There would be no possible connection between these worlds. Each one would have it’s own mathematical constants, its own laws perhaps, or maybe there were different constants within the same universe.
No universal law, no Theory of Everything. But how can we imagine this multiverse? How to describe it? Michio Kaku, a theoretical physicist, announced that « Our Universe could be just one bubble floating in an ocean of other bubbles ».
|Computer simulation. Each ray is another expanding universe|
In the film physicists watch the Standard Model begin to disintegrate like particles colliding in the cosmos. One researcher speaks of 40 years of work - disproved. For others it was a revelation, an understanding that there would (hopefully) be more revelations ahead, and it was time to move on. And I will also - to India.
It was a revelation to enter the exhibit of Indian art, and the world of Brahma and Krishna, Shiva and the devas, yogi and Sufi. In the Bhagavad-Gita, the Song of God, Krishna responds to Arjuna’s desire to see Entirety: "My dear Arjuna, O son of Prtha, behold now My opulences, hundreds of thousands of varied divine forms, multicolored like the sea." Bhagavad Gita, Chapter 11, Verse 5.
|Vishnuvishvarupa, "Yoga: The Art of Transformation|
There are several creation stories in Hinduism, but creation is always vast and the time scale is endless. The world is cyclic - creation and destruction, creation, preservation, destruction. It has happened a million million times, and time has no end.
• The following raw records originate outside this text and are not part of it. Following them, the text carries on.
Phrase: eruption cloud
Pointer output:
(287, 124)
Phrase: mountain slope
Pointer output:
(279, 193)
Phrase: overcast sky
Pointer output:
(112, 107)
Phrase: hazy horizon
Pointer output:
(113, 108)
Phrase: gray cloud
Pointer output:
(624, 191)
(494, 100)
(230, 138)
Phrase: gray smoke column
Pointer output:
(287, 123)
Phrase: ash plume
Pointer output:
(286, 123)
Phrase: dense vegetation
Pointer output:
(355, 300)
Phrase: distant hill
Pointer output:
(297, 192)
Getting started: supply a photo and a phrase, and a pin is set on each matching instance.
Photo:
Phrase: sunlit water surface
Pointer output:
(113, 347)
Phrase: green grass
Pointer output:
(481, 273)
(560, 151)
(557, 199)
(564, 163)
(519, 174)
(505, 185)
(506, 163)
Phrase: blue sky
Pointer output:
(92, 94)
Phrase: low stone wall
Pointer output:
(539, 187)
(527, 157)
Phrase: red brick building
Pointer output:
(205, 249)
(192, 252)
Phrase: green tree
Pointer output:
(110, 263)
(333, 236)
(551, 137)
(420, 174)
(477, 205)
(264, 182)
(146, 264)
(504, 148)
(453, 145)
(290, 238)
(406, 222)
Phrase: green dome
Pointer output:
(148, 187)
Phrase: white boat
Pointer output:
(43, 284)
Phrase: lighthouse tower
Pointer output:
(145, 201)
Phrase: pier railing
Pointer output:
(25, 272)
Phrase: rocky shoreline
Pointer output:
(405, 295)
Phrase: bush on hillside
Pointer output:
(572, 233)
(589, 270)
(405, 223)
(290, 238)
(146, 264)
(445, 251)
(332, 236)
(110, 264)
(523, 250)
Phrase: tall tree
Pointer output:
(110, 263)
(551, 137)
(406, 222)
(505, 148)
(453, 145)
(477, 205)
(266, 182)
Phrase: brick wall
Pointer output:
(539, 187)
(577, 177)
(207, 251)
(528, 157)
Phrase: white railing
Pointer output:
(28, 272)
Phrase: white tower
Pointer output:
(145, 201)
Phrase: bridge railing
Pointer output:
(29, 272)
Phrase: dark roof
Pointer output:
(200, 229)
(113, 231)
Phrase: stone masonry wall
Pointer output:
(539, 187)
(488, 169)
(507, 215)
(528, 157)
And there are multiple universes. Seven dimension below and seven above - a multiverse of intention, operated by platoons of gods in a state of transcendence. The practice of yoga would allow humans that transcendence, that ultimate bliss - the answer to the problem of suffering, which is the ancient and ongoing ordeal of India.
The subtle philosophies of India have been elaborated by a forest of sages, rising above the undergrowth of ignorance and mystery. One who stands particularly tall is Abhinavagupta, who lived in the 10th century. In his Paramarthasara, he describes the workings of the universe, which correspond to the fields and forces within us. This leads him to a conclusion - that there are « numerous universes floating…..like bubbles in an ocean ». There it is - the same words the theoretical physicist used. A convergence.
But what is my point? Ha ha, you physicists, India had the answer a millennium ago and they didn’t need a ten billion dollar Large Hadron Collidor to do it? The ancients possessed greater wisdom then we do?
No. Not my point. I do believe that traditional cultures have much we must learn from in order to survive the calamities that are predicted for the future.
I do feel that industrial civilization may well be the downfall of the planet, and I do believe that applied science has created products and processes that are harmful to us.
But I am awed and made (irrationally?) hopeful by the idea that ancient understanding and modern theory can converge. I think that a coming together of the ancient and the scientific might be our only hope, if only that convergence was someone or some government’s priority.
What if climate and biological science and traditional knowledge of the earth and its life forms came together in a project as huge and well-funded as the SuperCollider. The vision is not impossible:
I think of our friend Nathaniel’s 18 months in Africa learning local cultivation practices, and the knowledge he is gaining from advanced study in health, social and biological science. He hopes to return to Africa in order to apply this new knowledge to what communities already know, in order to create sustainable solutions for their future. A true convergence. Multiversity.